Audio Editing Audiobook

You know how it feels when teacher hands back a paper, and the red ink outweighs the black ink? Oh, maybe you were a better student than I? Decades later I get to look at the objective evaluations of my own work. Editors, coworkers, and now editors on the audiobook. It feels different today, looking at the red marks. I don’t cringe. I study.

I did that! I did a thing. I wrote a novel that is being published. Then I recorded the audio for the audiobook. That’s a thing. We sent the manuscript plus the audio to a professional audio quality person. I’d call that person an editor. Editors, like teachers, take nice black-and-white documents then mark it in red ink.

Audio Editor’s guidance to narrator

I recorded nearly 11 hours of audio. It is work! I needed to bring the audio to life. I needed to differentiate the characters and their voices. I had to dig out the Boston accent I was born with and the Irish accent common in my family’s homes. I did that. I sat in a chair with a big microphone and a cool board that made look like a pro. I read the book end-to-end adding inflection, accent, voice characterizations.
I bundled it up for the audio editor. My work was perfect. That’s a lie. I knew it was not perfect. But as an author reading her own novel, I slip into a different slot than professional voice-over actors doing the work. My objective wasn’t “perfect” but something lower: “no spinach in the teeth and no toilet paper on the shoe heel.” Ok, a lot lower than perfect.


I learned several things about myself. First, as I wrote in “Different is Good”, I apparently failed to read every word perfectly.

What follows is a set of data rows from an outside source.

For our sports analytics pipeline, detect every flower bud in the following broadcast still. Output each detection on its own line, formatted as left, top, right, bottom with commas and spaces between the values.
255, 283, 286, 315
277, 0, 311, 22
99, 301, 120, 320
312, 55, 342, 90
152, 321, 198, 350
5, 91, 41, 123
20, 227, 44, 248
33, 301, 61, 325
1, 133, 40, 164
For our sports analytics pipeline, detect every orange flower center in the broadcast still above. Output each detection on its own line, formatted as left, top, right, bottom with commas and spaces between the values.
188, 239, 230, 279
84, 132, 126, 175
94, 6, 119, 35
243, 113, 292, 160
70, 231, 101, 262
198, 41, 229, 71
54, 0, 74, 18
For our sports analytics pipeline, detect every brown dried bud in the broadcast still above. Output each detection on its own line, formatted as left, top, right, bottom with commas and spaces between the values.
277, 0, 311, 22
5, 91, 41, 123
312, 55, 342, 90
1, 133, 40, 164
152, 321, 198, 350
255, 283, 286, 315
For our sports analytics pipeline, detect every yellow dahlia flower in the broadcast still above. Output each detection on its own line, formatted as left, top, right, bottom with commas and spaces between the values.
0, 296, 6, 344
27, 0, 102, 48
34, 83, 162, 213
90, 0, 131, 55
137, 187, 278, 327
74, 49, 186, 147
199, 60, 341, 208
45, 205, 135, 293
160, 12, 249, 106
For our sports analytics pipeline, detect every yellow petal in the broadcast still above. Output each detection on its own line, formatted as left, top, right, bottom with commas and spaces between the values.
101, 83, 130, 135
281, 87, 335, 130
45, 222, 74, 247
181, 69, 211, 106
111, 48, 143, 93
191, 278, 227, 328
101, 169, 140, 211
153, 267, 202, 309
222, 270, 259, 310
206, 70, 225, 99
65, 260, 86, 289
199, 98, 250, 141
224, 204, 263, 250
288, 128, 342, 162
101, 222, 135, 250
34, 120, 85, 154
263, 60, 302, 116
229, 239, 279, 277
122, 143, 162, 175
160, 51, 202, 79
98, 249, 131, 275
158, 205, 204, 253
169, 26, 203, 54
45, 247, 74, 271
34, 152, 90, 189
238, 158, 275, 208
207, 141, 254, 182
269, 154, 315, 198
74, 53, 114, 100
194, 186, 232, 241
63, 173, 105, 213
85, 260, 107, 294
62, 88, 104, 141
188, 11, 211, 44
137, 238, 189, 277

Dyslexic author reads her own work and boo-boos a bit on the script.


The second lesson involved using new headsets. Whilst loving my Bose noise-reduction headsets, they lied to me. The headsets include an active process to reduce noise. The audio engineer suggested I buy a professional set of over-the-ear “cans” to listen through. Well, didn’t that change my ability to hear ticks, hums, whistles, and other junk on the tape.


The third lesson came from memory flash of me stepping up into a van/bus/RV at my elementary school. I forgot about that beige bus that had speech and language lab in it. I had a lisp. I also seemed to whistle on a few “S” sounds. Don’t worry I got that fixed. All cured. Until, of course, the audio got professionally reviewed.

I pronounced lapsed wrong. It was lisp-y. And if it wasn’t lisp-y, then it whistled.

It sat on my ‘quiet’ stool in my quiet pajamas at my desk with new neoprene pads that muffle sound. I recorded the six instances of “lapse” over and over. I’d change the position of my tongue, cheeks, and lips. If I could have moved my teeth, I would have. I tried and I tried. Then I air-brushed the whistle out. I know a cheat.

Air-brush the Whistle

The third lesson is never to use the word “lapse”! What a dumb word. Who’d invent a word that can’t be said without either a lisp or a whistle. I’ve decided to fire the word. Give it the three-finger point: “You’re fired.”


“It is just work.” The forth lesson is that it is just work. Turn the discipline knob up to 8. Turn the whining knob down to 1 and just do the mother-lovin’ work.

Given that I just re-recorded chapter 1 of book 2 ‘Stolen Mountain’, after doing the audio edits for 19 chapters of The Little Ambulance War of Winchester County, I acknowledge that the work is exhausting.
Sit still! Every wiggle makes a sound. Wiggle then re-record.

  • Be quiet! Wear silent clothing. That metal zipper tab ticks on the tape. So does the mouse when advancing text down the screen. My desk is metal and glass. Who knew that they were so noisy? Well, the audio editor did. Dress like we did during the pandemic. No snaps, buckets, zips. Pajamas!
  • Sit upright with good posture. That f-n mic hears all, sees all, forgives nothing. I can hear the difference in my own voice with a slouch. The distance to the mic changed. If I want consistent sound, then everything must be the same every time. I did move the mic stand four feet, a long meter, from my left to my right, from my bay window to a flat plaster wall. I would be more efficient for me. I heard the difference. Don’t record facing a hard wall and right-angles.
  • Oh, and this office chair that is actually comfortable under my backside, makes noise. The mic loves recording ticks and squeaks. Sit on a stool with no moving parts.
  • And don’t wear slippers. The mic hears slippers rubbing on the floor. In fact, don’t move your feet.
  • Please don’t crack your knuckles when reading either. Sit still!
  • These lessons come with an instant feedback loop. Mess up? re-do!

240 total fixes. When you finish the work, the work is done. It is finished. On the timeline of life, it is behind you. It was just work.


There is a fifth lesson. Work with good people who know the process and expect the best. Why do the work if you can’t make it good. Go for it. The difference between crap and good is often 240 tiny tasks that take time and effort. That’s what I keep telling myself.